Один из промышленников, высокий дядя с широким простодушным лицом, выступил вперед и замялся, не зная, как начать разговор.
— Придется вам сообщить неприятное известие: кто-то побывал в гагачьем заповеднике, — он указал на небольшой пологий остров недалеко от нас, — убил несколько гаг, разорял гнезда. Если не знаете, то знайте, что гагу бить запрещено. Нельзя трогать и яйца ее. Гагачий пух ценится на вес золота. На первый раз предупреждаем вас, ребята, а то придется очень крепко поссориться. Мы с вами теперь близкие соседи, — заулыбался промышленник, — а соседям ссориться — последнее дело.
Промышленники пожелали нам удачи в работе, а мы были, сконфужены и расстроены. Кто ожидал, что таким будет первое знакомство с полярниками? Осрамились, опозорились в первый же день! Предупреждал же начальник экспедиции, что гага — не промысловая птица, что бить ее запрещается.
Но кто же побывал на острове? Ведь для этого надо было спустить и снова поднять на борт шлюпку.
Все шумели, галдели, возмущались.
Вдруг Арся Баков, всегда такой спокойный и невозмутимый, а теперь весь взъерошенный, злой, закричал, указывая на Саню Потапова и Петю Окулова:
— Это они ездили на остров! С ними еще трое… Я видел!.. Ночью спускали шлюпку…
— Тебе что, приснилось, детка? — зловеще придвинулся к нему Булка, но его тут же не очень вежливо оттер в сторону Сергей Колтовой.
— Полегче на повороте, Булочка!
— А ты чего суешься? — заершился Петька Окулов. — Может, ты сам и ездил, браконьерствовал?
Они стояли друг против друга. Петя Окулов, с воровато бегающими глазами, и Сергей Колтовой, высокий, весь напрягшийся, решительный.
— Брось отпираться, Булка, нечего на других сваливать. Я тоже видел, как вы спускали шлюпку: ты, Потапов, Ваня Кочин, Ярошенко и Амосов, — подтвердил слова Арси Тема Кривополенов.
— Да за такую клевету можно и по физиономии схлопотать, — стал проталкиваться к Теме Саня Потапов.
— Валяй, попробуй, — с готовностью подставил свое подвижное, озорное лицо Тема Кривополенов, — только потом сам не обижайся.
Шум на палубе парусника становился все сильней. Вот-вот готова была вспыхнуть драка.
Около Сергея Колтового и Темы Кривополенова оказались Геня Сабинин и Толя Гулышев. Постепенно за ними встали почти все ребята. Около Потапова и Булки осталось несколько дружков. Они, видимо, поняли, что силы слишком неравны, что почти все ребята против них.

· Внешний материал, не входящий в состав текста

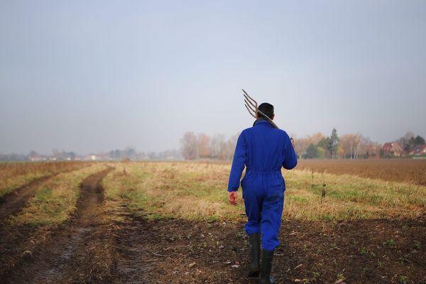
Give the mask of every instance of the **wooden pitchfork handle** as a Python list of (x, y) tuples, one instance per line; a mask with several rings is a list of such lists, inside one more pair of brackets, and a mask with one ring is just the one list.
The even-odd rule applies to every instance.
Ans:
[[(266, 120), (268, 120), (268, 121), (269, 121), (269, 123), (271, 124), (272, 124), (272, 126), (275, 128), (278, 129), (278, 126), (275, 124), (275, 122), (273, 122), (272, 121), (272, 119), (271, 119), (269, 117), (268, 117), (268, 116), (265, 114), (263, 114), (262, 111), (261, 111), (259, 110), (259, 109), (258, 108), (258, 104), (257, 102), (253, 99), (251, 97), (250, 97), (248, 95), (248, 94), (247, 94), (247, 92), (246, 91), (244, 91), (244, 89), (241, 89), (244, 92), (243, 95), (244, 96), (244, 106), (246, 106), (246, 109), (247, 109), (247, 110), (248, 111), (248, 113), (251, 115), (251, 116), (254, 117), (256, 119), (258, 119), (257, 116), (257, 114), (262, 114), (265, 119)], [(291, 144), (293, 145), (293, 148), (295, 148), (295, 140), (292, 138), (290, 138), (290, 141), (291, 142)]]
[(251, 115), (251, 116), (257, 119), (258, 118), (257, 114), (261, 114), (264, 116), (265, 119), (266, 119), (268, 121), (269, 121), (271, 124), (272, 124), (272, 126), (274, 128), (278, 129), (278, 126), (277, 126), (275, 122), (273, 122), (272, 119), (268, 117), (266, 114), (263, 114), (261, 111), (259, 110), (257, 102), (255, 99), (253, 99), (251, 97), (250, 97), (248, 94), (247, 94), (247, 92), (244, 91), (244, 89), (242, 89), (242, 90), (244, 92), (243, 96), (244, 96), (245, 98), (244, 105), (246, 106), (246, 109), (247, 109), (248, 113)]

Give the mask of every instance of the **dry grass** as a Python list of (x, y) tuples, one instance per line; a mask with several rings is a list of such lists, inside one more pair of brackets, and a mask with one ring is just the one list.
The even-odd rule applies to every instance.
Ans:
[(10, 218), (10, 223), (40, 226), (59, 224), (67, 220), (76, 209), (81, 182), (105, 167), (105, 164), (96, 163), (49, 179), (40, 185), (29, 204)]
[[(125, 172), (124, 172), (125, 169)], [(243, 200), (227, 204), (229, 165), (191, 163), (118, 164), (104, 180), (111, 209), (126, 204), (148, 218), (241, 218)], [(283, 171), (283, 215), (300, 219), (414, 217), (425, 214), (426, 187), (352, 175)], [(321, 203), (322, 185), (326, 196)], [(240, 189), (241, 190), (241, 189)]]
[(0, 163), (0, 197), (37, 178), (77, 170), (89, 165), (85, 162)]

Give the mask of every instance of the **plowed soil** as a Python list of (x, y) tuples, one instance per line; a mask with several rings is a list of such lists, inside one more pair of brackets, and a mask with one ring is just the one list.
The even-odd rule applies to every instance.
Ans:
[(426, 160), (299, 160), (297, 169), (426, 185)]
[(18, 213), (30, 198), (34, 196), (38, 186), (56, 175), (38, 178), (0, 197), (0, 222)]
[[(100, 182), (106, 173), (82, 183), (77, 212), (66, 224), (50, 231), (2, 231), (1, 283), (257, 283), (246, 277), (243, 218), (148, 221), (125, 205), (106, 212)], [(112, 214), (124, 221), (104, 218)], [(283, 220), (280, 238), (273, 268), (278, 283), (426, 283), (426, 216)]]

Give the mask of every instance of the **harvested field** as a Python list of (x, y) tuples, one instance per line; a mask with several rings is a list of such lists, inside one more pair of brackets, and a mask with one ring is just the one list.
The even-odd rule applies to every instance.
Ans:
[[(229, 168), (116, 163), (43, 181), (35, 197), (0, 220), (0, 278), (257, 283), (246, 277), (241, 195), (237, 206), (226, 202)], [(277, 283), (426, 283), (425, 187), (304, 170), (283, 174)]]
[(299, 160), (297, 168), (426, 185), (426, 159)]

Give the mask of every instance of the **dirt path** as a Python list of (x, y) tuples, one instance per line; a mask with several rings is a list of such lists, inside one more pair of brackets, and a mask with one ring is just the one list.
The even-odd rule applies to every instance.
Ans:
[[(100, 182), (108, 170), (84, 180), (72, 220), (55, 232), (34, 234), (42, 241), (20, 261), (12, 260), (16, 265), (9, 273), (0, 271), (1, 283), (257, 283), (246, 277), (243, 218), (148, 221), (121, 205), (111, 214), (124, 221), (106, 221)], [(426, 284), (426, 216), (285, 219), (280, 239), (273, 268), (277, 283)]]
[[(244, 222), (122, 223), (114, 239), (116, 283), (257, 283), (246, 277)], [(277, 283), (426, 283), (426, 218), (283, 222)]]
[(45, 181), (58, 173), (38, 178), (0, 198), (0, 224), (11, 215), (21, 211), (23, 205), (34, 195), (37, 188)]
[(86, 178), (81, 185), (77, 212), (69, 224), (58, 228), (34, 248), (6, 283), (88, 283), (106, 279), (111, 269), (107, 222), (102, 217), (102, 178), (111, 168)]

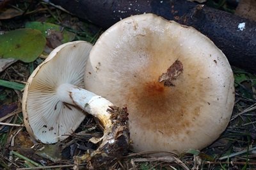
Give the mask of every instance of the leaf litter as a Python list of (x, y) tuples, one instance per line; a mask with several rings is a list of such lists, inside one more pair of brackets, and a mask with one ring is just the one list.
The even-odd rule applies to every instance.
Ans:
[[(50, 31), (50, 35), (58, 36), (56, 35), (61, 34), (58, 43), (70, 40), (94, 43), (102, 32), (100, 28), (44, 2), (21, 1), (15, 5), (23, 12), (36, 12), (29, 14), (29, 17), (10, 16), (9, 20), (1, 20), (1, 31), (27, 27), (44, 33), (48, 31), (51, 26), (53, 29)], [(48, 13), (45, 13), (45, 11)], [(17, 20), (20, 24), (16, 26), (13, 22)], [(72, 33), (70, 39), (63, 38), (63, 34), (67, 32)], [(47, 38), (47, 35), (44, 36), (47, 42), (47, 47), (52, 49), (57, 45), (51, 45), (49, 42), (52, 38)], [(44, 50), (43, 53), (46, 56), (51, 52), (45, 49)], [(0, 84), (0, 121), (8, 125), (0, 125), (0, 169), (70, 169), (76, 166), (84, 169), (87, 165), (75, 165), (73, 157), (96, 150), (97, 144), (88, 141), (102, 135), (100, 125), (92, 116), (88, 116), (70, 137), (51, 145), (37, 143), (30, 138), (24, 127), (14, 126), (23, 125), (20, 105), (22, 87), (34, 68), (43, 61), (38, 57), (40, 54), (30, 63), (17, 61), (0, 73), (0, 79), (7, 84)], [(128, 151), (113, 161), (112, 169), (254, 169), (256, 167), (256, 75), (237, 68), (233, 68), (233, 70), (236, 80), (234, 112), (227, 130), (213, 144), (200, 151), (189, 150), (181, 154), (168, 152), (166, 153), (166, 156), (160, 158), (147, 157), (157, 151)], [(17, 86), (13, 86), (13, 84)]]

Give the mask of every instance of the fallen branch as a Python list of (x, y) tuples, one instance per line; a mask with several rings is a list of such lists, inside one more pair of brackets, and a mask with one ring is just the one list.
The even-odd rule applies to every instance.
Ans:
[(209, 37), (232, 65), (256, 72), (256, 22), (232, 13), (185, 0), (51, 2), (104, 28), (131, 15), (144, 12), (174, 20), (193, 26)]

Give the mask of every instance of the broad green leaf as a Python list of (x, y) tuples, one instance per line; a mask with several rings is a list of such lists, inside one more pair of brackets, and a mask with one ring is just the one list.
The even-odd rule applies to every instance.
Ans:
[(12, 81), (6, 81), (4, 80), (0, 79), (0, 86), (4, 86), (11, 89), (22, 90), (25, 88), (25, 84), (12, 82)]
[(63, 29), (63, 27), (49, 22), (28, 22), (26, 23), (25, 27), (40, 31), (45, 37), (51, 36), (51, 34), (54, 34), (54, 33), (61, 33), (62, 43), (71, 42), (74, 40), (76, 36), (74, 33), (67, 31), (66, 29)]
[(20, 29), (0, 35), (0, 58), (14, 58), (26, 63), (35, 60), (46, 43), (42, 33)]

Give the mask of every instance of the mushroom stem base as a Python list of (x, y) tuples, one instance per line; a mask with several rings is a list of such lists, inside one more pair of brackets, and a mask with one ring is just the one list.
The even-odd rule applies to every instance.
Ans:
[(89, 169), (107, 169), (127, 150), (130, 134), (127, 109), (109, 107), (111, 125), (105, 128), (102, 141), (97, 150), (75, 158), (77, 167), (85, 161)]
[(113, 104), (104, 98), (68, 83), (62, 84), (58, 88), (57, 95), (61, 102), (77, 105), (97, 118), (103, 127), (111, 124), (111, 114), (107, 110)]

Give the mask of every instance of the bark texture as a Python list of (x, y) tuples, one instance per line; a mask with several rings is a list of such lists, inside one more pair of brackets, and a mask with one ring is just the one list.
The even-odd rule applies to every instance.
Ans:
[(256, 22), (186, 0), (51, 1), (105, 29), (145, 12), (193, 26), (214, 42), (231, 65), (256, 72)]

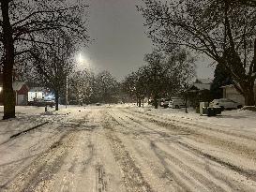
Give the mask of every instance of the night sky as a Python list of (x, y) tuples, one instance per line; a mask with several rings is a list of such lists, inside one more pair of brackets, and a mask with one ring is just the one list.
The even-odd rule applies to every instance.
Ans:
[[(146, 37), (143, 18), (136, 10), (140, 0), (89, 0), (89, 31), (94, 42), (82, 54), (83, 67), (97, 72), (109, 70), (117, 80), (144, 65), (144, 53), (151, 52), (152, 43)], [(214, 68), (207, 58), (200, 59), (199, 78), (213, 76)], [(83, 67), (83, 66), (81, 66)]]

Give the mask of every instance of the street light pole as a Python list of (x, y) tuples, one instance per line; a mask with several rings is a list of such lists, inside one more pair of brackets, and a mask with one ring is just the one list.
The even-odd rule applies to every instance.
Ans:
[(67, 75), (66, 76), (66, 109), (67, 109), (67, 106), (68, 105), (68, 75)]

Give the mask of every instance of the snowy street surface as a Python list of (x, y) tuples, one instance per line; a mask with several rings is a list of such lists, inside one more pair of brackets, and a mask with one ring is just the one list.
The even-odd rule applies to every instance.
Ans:
[(50, 111), (18, 107), (16, 119), (0, 120), (0, 191), (256, 191), (255, 112)]

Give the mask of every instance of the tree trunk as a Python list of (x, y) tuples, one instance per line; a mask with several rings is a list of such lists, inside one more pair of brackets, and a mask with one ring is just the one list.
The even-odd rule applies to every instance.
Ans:
[(247, 84), (242, 87), (243, 92), (244, 92), (246, 106), (254, 106), (255, 105), (253, 86), (254, 86), (254, 84), (252, 86)]
[(188, 93), (185, 93), (185, 112), (188, 113)]
[(55, 91), (55, 111), (59, 110), (59, 92)]
[(154, 96), (154, 107), (155, 107), (155, 109), (158, 108), (158, 96)]
[(141, 108), (141, 107), (142, 107), (142, 99), (139, 98), (139, 108)]
[(14, 66), (14, 40), (12, 27), (8, 16), (8, 1), (1, 1), (3, 20), (3, 44), (5, 50), (5, 61), (3, 66), (3, 97), (4, 116), (3, 119), (15, 117), (15, 96), (12, 88), (12, 71)]

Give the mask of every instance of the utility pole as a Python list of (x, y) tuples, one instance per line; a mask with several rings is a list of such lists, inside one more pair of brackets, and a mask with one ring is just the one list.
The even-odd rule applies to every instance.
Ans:
[(68, 75), (67, 75), (66, 76), (66, 109), (67, 109), (67, 106), (68, 105)]

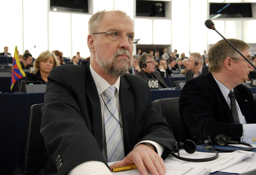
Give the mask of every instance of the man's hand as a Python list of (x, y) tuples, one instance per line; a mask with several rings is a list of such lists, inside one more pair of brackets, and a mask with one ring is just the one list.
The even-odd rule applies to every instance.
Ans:
[(124, 159), (110, 166), (111, 170), (116, 166), (135, 164), (140, 174), (148, 175), (146, 168), (152, 175), (164, 175), (166, 173), (164, 160), (154, 151), (153, 146), (138, 145)]

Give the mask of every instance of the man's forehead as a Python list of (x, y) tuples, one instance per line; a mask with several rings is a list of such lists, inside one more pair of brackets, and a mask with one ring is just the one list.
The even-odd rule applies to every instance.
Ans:
[(105, 30), (114, 29), (123, 32), (134, 32), (134, 25), (131, 19), (128, 16), (117, 12), (106, 12), (101, 23), (100, 28), (102, 27)]

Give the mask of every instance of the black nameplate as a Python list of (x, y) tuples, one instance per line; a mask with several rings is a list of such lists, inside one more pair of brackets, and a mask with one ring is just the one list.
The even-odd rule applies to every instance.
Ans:
[(157, 79), (149, 79), (146, 82), (150, 89), (159, 89), (159, 81)]

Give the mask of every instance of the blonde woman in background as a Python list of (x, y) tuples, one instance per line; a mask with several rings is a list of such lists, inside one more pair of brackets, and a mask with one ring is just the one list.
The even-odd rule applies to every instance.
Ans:
[(59, 62), (53, 52), (43, 52), (34, 62), (35, 72), (28, 74), (26, 76), (26, 81), (34, 81), (33, 84), (46, 84), (48, 81), (47, 77), (51, 70), (59, 65)]

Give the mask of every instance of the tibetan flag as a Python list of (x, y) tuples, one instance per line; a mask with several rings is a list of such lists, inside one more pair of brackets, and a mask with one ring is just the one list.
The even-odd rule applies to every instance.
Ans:
[(11, 82), (11, 90), (12, 90), (14, 83), (17, 81), (26, 76), (21, 68), (21, 63), (19, 61), (19, 55), (18, 54), (18, 50), (17, 46), (15, 47), (14, 56), (12, 60), (12, 81)]

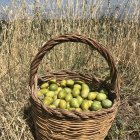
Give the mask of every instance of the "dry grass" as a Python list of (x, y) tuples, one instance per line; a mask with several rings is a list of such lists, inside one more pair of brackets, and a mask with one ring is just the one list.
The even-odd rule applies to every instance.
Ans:
[[(140, 22), (138, 21), (140, 10), (138, 0), (131, 0), (128, 3), (135, 7), (131, 20), (128, 20), (129, 9), (126, 8), (123, 11), (123, 20), (120, 21), (116, 19), (119, 16), (116, 11), (108, 18), (95, 16), (98, 15), (98, 7), (103, 7), (103, 0), (94, 1), (93, 6), (89, 7), (90, 17), (86, 19), (76, 14), (72, 15), (72, 2), (70, 2), (71, 6), (66, 8), (64, 19), (62, 14), (56, 19), (42, 19), (41, 10), (45, 8), (45, 4), (40, 3), (30, 7), (35, 11), (34, 17), (28, 16), (25, 2), (20, 7), (16, 7), (13, 3), (12, 7), (1, 9), (9, 17), (14, 16), (9, 22), (1, 21), (0, 27), (1, 140), (34, 139), (30, 110), (27, 109), (30, 63), (45, 41), (65, 33), (84, 34), (102, 42), (116, 61), (121, 75), (121, 106), (106, 139), (140, 139)], [(40, 8), (37, 8), (38, 5)], [(61, 10), (61, 1), (58, 1), (56, 6), (56, 10)], [(85, 3), (81, 4), (81, 9), (84, 15), (87, 9)], [(78, 4), (76, 4), (76, 11), (79, 12)], [(58, 12), (52, 10), (44, 13), (44, 16), (56, 17), (56, 13)], [(91, 19), (92, 17), (94, 19)], [(78, 45), (78, 49), (75, 45)], [(96, 70), (95, 74), (100, 72), (99, 76), (104, 76), (108, 70), (99, 54), (91, 53), (87, 46), (74, 43), (62, 44), (46, 54), (39, 73), (46, 69), (62, 68)]]

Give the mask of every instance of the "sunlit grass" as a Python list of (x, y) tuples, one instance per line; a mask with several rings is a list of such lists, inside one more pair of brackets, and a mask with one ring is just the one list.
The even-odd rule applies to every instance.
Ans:
[[(81, 1), (74, 5), (69, 1), (65, 14), (62, 12), (61, 0), (56, 3), (56, 11), (50, 8), (49, 12), (45, 12), (43, 9), (48, 6), (47, 1), (32, 5), (22, 2), (20, 6), (13, 2), (12, 6), (0, 9), (10, 19), (0, 23), (0, 138), (33, 139), (25, 121), (29, 117), (23, 119), (23, 107), (28, 103), (30, 63), (44, 42), (66, 33), (82, 34), (101, 42), (115, 59), (121, 78), (122, 106), (108, 138), (125, 140), (140, 137), (139, 1), (130, 0), (128, 3), (130, 7), (134, 7), (131, 18), (128, 5), (124, 6), (121, 15), (117, 10), (106, 9), (104, 16), (99, 18), (99, 7), (100, 11), (104, 7), (103, 0), (95, 0), (93, 3), (90, 0), (92, 6)], [(32, 11), (30, 16), (29, 8)], [(112, 16), (108, 16), (108, 10), (113, 11)], [(89, 14), (87, 18), (85, 11)], [(118, 18), (122, 16), (122, 19)], [(95, 52), (92, 57), (90, 54), (88, 46), (81, 44), (66, 43), (56, 46), (46, 54), (39, 73), (63, 68), (104, 74), (107, 70), (105, 61)]]

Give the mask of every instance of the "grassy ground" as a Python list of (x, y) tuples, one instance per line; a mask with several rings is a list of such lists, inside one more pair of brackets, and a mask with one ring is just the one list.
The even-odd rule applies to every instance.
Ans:
[[(25, 3), (24, 3), (25, 4)], [(137, 4), (136, 1), (133, 4)], [(14, 5), (13, 5), (14, 6)], [(98, 2), (93, 13), (97, 14)], [(107, 140), (140, 139), (140, 23), (139, 10), (133, 20), (127, 14), (121, 21), (106, 16), (94, 20), (71, 17), (41, 19), (37, 10), (34, 17), (26, 17), (25, 5), (15, 8), (15, 18), (1, 21), (0, 29), (0, 139), (32, 140), (34, 129), (29, 107), (29, 67), (41, 45), (50, 38), (65, 33), (78, 33), (103, 43), (113, 55), (120, 74), (121, 105), (108, 133)], [(58, 3), (58, 7), (61, 5)], [(34, 7), (35, 8), (35, 7)], [(5, 11), (8, 15), (11, 11)], [(52, 13), (55, 16), (55, 13)], [(23, 17), (19, 19), (18, 17)], [(78, 49), (75, 46), (78, 45)], [(86, 52), (86, 53), (85, 53)], [(92, 56), (92, 57), (91, 57)], [(85, 63), (86, 62), (86, 63)], [(62, 44), (46, 54), (38, 73), (47, 70), (77, 69), (96, 71), (97, 76), (108, 74), (105, 60), (87, 46)], [(32, 128), (32, 129), (31, 129)]]

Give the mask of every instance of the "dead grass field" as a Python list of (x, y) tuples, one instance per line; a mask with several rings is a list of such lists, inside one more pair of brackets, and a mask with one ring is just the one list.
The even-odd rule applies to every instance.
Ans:
[[(97, 15), (101, 4), (95, 1), (89, 13)], [(118, 20), (115, 12), (110, 17), (78, 18), (71, 14), (72, 3), (65, 19), (62, 16), (43, 19), (36, 5), (32, 7), (35, 16), (29, 17), (24, 2), (20, 8), (13, 3), (13, 12), (11, 7), (3, 9), (9, 17), (14, 14), (14, 18), (9, 22), (0, 21), (0, 140), (34, 139), (28, 101), (29, 67), (44, 42), (65, 33), (96, 39), (115, 59), (121, 77), (121, 105), (106, 139), (140, 140), (140, 10), (138, 0), (131, 0), (129, 4), (135, 6), (131, 20), (127, 14)], [(58, 1), (57, 10), (61, 6)], [(84, 4), (82, 8), (84, 11)], [(53, 11), (50, 13), (55, 17)], [(108, 74), (106, 62), (99, 54), (74, 43), (62, 44), (48, 52), (38, 73), (63, 68), (94, 71), (100, 77)]]

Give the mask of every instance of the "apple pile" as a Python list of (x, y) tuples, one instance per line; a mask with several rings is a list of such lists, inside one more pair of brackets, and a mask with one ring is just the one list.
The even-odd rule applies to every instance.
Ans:
[(76, 111), (98, 111), (112, 107), (105, 89), (95, 91), (83, 81), (56, 79), (39, 86), (38, 99), (47, 107)]

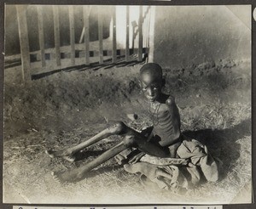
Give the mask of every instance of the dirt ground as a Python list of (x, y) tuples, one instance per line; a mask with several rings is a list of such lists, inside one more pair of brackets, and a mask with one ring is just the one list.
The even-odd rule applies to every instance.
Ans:
[[(137, 102), (141, 67), (59, 72), (19, 82), (5, 71), (3, 201), (6, 203), (230, 203), (251, 201), (251, 65), (220, 60), (164, 71), (165, 92), (176, 97), (182, 130), (204, 141), (224, 163), (221, 178), (183, 194), (144, 188), (139, 175), (109, 160), (77, 184), (62, 185), (51, 171), (82, 167), (119, 137), (110, 137), (81, 153), (81, 160), (50, 159), (58, 150), (86, 140), (114, 121), (140, 130), (150, 125)], [(15, 71), (19, 70), (18, 68)], [(137, 113), (132, 122), (127, 113)], [(245, 192), (246, 191), (246, 192)]]

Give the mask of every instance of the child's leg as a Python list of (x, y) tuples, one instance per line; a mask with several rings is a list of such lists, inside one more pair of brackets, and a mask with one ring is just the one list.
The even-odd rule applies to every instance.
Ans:
[(106, 138), (111, 135), (119, 135), (125, 132), (126, 126), (123, 122), (117, 122), (116, 124), (106, 128), (102, 132), (99, 133), (98, 134), (95, 135), (94, 137), (89, 138), (88, 140), (71, 148), (61, 150), (58, 151), (53, 150), (46, 150), (45, 152), (50, 157), (59, 157), (61, 156), (64, 159), (73, 161), (75, 158), (73, 157), (73, 154), (76, 152), (88, 147), (103, 138)]
[(140, 150), (148, 155), (160, 157), (169, 156), (170, 153), (168, 149), (166, 150), (160, 145), (154, 144), (151, 142), (148, 142), (147, 138), (143, 135), (126, 127), (125, 125), (124, 127), (124, 130), (125, 130), (125, 132), (124, 132), (125, 133), (124, 133), (125, 137), (123, 140), (116, 146), (107, 150), (102, 155), (90, 161), (82, 167), (77, 168), (73, 171), (67, 171), (66, 172), (53, 173), (53, 175), (55, 176), (55, 178), (62, 182), (79, 181), (84, 178), (87, 172), (96, 167), (102, 163), (107, 161), (108, 159), (115, 156), (117, 154), (131, 146), (137, 147)]

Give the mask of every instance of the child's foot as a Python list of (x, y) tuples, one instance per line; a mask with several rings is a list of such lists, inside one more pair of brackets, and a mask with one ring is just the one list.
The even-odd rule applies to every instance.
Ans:
[(84, 178), (84, 175), (81, 175), (76, 170), (70, 170), (66, 172), (52, 172), (51, 175), (53, 178), (61, 184), (65, 183), (76, 183)]
[(62, 157), (68, 161), (74, 161), (76, 160), (73, 153), (68, 150), (61, 150), (58, 151), (45, 150), (45, 153), (51, 158)]

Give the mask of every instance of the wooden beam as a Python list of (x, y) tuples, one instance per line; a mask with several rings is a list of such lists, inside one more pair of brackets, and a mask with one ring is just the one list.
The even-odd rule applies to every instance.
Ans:
[(139, 20), (138, 20), (138, 61), (143, 60), (143, 6), (139, 7)]
[(116, 6), (113, 8), (112, 62), (116, 63)]
[(88, 6), (84, 6), (84, 57), (85, 64), (90, 63), (90, 34), (89, 34), (89, 9)]
[(52, 6), (54, 14), (54, 31), (55, 31), (55, 59), (57, 65), (61, 65), (61, 41), (60, 41), (60, 21), (59, 21), (59, 8), (58, 6)]
[(125, 43), (125, 61), (130, 59), (130, 48), (129, 48), (129, 36), (130, 36), (130, 9), (126, 6), (126, 43)]
[(103, 21), (101, 13), (101, 6), (98, 6), (98, 37), (99, 37), (99, 57), (100, 64), (103, 64)]
[(41, 54), (41, 65), (42, 67), (44, 67), (45, 54), (44, 54), (44, 36), (42, 6), (37, 6), (37, 8), (38, 8), (38, 35), (39, 35), (40, 54)]
[(73, 6), (68, 6), (69, 14), (69, 31), (70, 31), (70, 47), (71, 47), (71, 65), (75, 65), (75, 32), (74, 32), (74, 15)]
[(18, 30), (21, 56), (22, 80), (25, 82), (31, 81), (29, 42), (26, 23), (26, 6), (16, 5)]

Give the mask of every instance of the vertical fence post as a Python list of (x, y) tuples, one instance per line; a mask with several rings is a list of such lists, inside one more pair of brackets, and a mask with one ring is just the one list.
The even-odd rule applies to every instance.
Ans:
[(129, 36), (130, 36), (130, 8), (126, 6), (126, 44), (125, 44), (125, 61), (130, 58)]
[(44, 67), (45, 54), (44, 54), (44, 36), (42, 6), (37, 6), (37, 9), (38, 9), (38, 35), (39, 35), (39, 46), (40, 46), (40, 53), (41, 53), (41, 65), (42, 67)]
[(31, 72), (30, 72), (30, 54), (29, 54), (29, 42), (28, 42), (26, 10), (26, 6), (16, 5), (19, 38), (20, 38), (20, 56), (21, 56), (22, 80), (25, 82), (27, 82), (31, 81)]
[(52, 6), (54, 14), (54, 27), (55, 27), (55, 58), (57, 65), (61, 65), (61, 42), (60, 42), (60, 22), (59, 22), (59, 8), (58, 6)]
[(100, 64), (103, 64), (103, 22), (101, 13), (101, 6), (98, 6), (98, 37)]
[(70, 31), (70, 47), (71, 47), (71, 65), (75, 65), (75, 34), (74, 34), (74, 16), (73, 6), (68, 6), (69, 14), (69, 31)]
[(113, 44), (112, 62), (116, 63), (116, 6), (113, 8)]
[(139, 7), (139, 20), (138, 20), (138, 61), (143, 60), (143, 6)]
[(89, 34), (89, 9), (88, 6), (84, 6), (84, 58), (85, 64), (89, 65), (90, 62), (90, 34)]

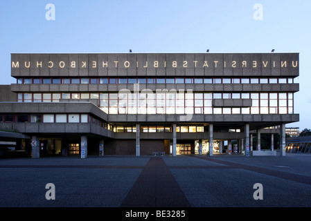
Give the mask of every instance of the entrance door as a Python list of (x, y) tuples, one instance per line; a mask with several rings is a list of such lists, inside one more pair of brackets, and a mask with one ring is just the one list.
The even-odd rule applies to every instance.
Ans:
[(79, 144), (69, 144), (68, 154), (80, 154)]
[(191, 154), (191, 144), (177, 144), (176, 153), (187, 155)]

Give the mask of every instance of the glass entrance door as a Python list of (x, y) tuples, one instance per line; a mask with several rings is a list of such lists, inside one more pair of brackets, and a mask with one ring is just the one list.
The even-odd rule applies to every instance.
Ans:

— Тоже мне, комсомольцы! — хорохорился Булка, опасливо поглядывая в нашу сторону, но, не встретив ни в ком поддержки, быстро утих.
— Ты, парень, не задевай комсомол, — назидательно проговорил Геня Сабинин. — Тебе же лучше будет. И бросьте вы здесь с Саней Потаповым изводить свои порядки. А «отличитесь» в другой раз — будете иметь дело со всей бригадой. Не бойтесь — бить не будем, но уму-разуму научим. В этом уж будьте уверены.
В нашей бригаде было четверо комсомольцев старшеклассников: Геня Сабинин, Сергей Колтовой, Володя Попов и Толя Гулышев. Еще до отъезда из Архангельска начальник экспедиции вызывал их в кают-компанию и вел с ними долгую беседу.